Reputation: 33225
I'm trying to normalize a matrix by doing (X - means) / variance
to each row.
Since I am implementing this with MapReduce
, I first calculate the means and standard variance for each column, and then map
each row with:
matrix.map(lambda X: (X - means) / variance)
But I want to ignore the first element in each row X
, which is my target column containing only 1s and 0s.
How can I do this?
Upvotes: 1
Views: 196
Reputation: 67447
If A
is a numpy array of shape (m, n + 1)
and you also have arrays mu
and s2
of shape (n,)
holding the mean and variance of each column except the first one, you can do your normalization as follows:
A[:, 1:] = (A[:, 1:] - mu) / s2
To undestand wat goes on, you need to understand how broadcasting works. Since A[:, 1:]
has shape (m, n)
and mu
and s2
shape (n,)
, these last two have 1s prepended to their shape to match the dimensions of the first, so they are treated as (1, n)
arrays, and during the arithmetic operations the value in their first and only row is broadcasted to all rows.

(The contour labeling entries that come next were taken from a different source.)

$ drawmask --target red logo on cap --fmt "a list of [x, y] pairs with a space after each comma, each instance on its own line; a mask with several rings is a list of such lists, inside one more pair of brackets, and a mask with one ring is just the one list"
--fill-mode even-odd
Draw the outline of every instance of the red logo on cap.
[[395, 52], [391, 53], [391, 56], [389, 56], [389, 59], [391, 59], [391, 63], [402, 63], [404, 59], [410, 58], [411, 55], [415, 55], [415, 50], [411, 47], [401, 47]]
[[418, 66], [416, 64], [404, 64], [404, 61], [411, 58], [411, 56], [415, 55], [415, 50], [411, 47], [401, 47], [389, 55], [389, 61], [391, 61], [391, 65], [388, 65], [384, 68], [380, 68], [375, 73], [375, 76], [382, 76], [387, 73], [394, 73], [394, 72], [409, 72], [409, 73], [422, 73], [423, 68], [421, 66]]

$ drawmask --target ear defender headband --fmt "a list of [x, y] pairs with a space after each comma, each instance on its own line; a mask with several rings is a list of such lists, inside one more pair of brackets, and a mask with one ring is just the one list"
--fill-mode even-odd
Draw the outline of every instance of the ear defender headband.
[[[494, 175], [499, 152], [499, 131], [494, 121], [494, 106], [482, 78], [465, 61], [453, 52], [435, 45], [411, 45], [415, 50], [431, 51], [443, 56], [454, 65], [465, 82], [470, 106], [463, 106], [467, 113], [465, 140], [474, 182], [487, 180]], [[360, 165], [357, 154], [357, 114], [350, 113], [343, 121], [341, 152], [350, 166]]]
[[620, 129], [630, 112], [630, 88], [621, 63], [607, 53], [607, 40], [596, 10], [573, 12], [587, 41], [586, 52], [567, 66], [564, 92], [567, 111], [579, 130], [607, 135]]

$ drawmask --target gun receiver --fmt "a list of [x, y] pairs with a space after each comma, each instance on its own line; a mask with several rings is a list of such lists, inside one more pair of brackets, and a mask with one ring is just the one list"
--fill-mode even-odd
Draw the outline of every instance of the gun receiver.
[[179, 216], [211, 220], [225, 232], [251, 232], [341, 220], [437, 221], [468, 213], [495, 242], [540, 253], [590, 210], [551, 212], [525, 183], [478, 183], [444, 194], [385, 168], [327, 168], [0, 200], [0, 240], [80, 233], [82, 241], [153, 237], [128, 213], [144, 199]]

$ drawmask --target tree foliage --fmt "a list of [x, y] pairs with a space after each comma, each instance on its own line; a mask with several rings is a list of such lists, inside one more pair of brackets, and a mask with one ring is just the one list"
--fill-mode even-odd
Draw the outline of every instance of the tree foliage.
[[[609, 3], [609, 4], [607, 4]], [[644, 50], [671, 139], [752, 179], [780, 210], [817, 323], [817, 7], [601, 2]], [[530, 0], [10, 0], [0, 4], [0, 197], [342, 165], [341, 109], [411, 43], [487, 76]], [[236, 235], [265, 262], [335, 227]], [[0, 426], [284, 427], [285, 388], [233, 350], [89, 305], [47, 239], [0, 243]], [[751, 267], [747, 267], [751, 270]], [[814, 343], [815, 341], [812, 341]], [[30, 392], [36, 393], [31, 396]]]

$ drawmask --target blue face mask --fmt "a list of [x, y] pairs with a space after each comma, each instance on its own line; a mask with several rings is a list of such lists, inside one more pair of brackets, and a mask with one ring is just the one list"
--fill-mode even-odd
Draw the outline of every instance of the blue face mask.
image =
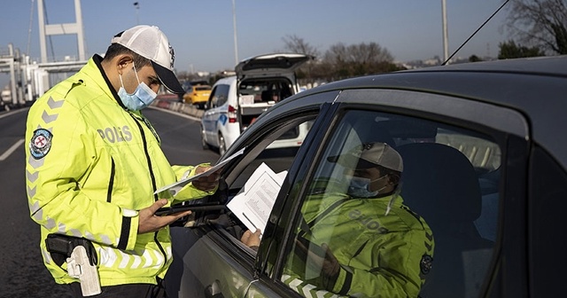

If you are not already doing so, your meand and variance arrays can be calculated efficiently as
mu = (A[:, 1:].mean(axis=0)
s2 = A[:, 1:].var(axis=0)
For the variance you may want to use np.std
squared to take advantage of the ddof
argument, see the docs.
On a separate note, normalization is normally done dividing by the standard deviation, not the variance.
Upvotes: 2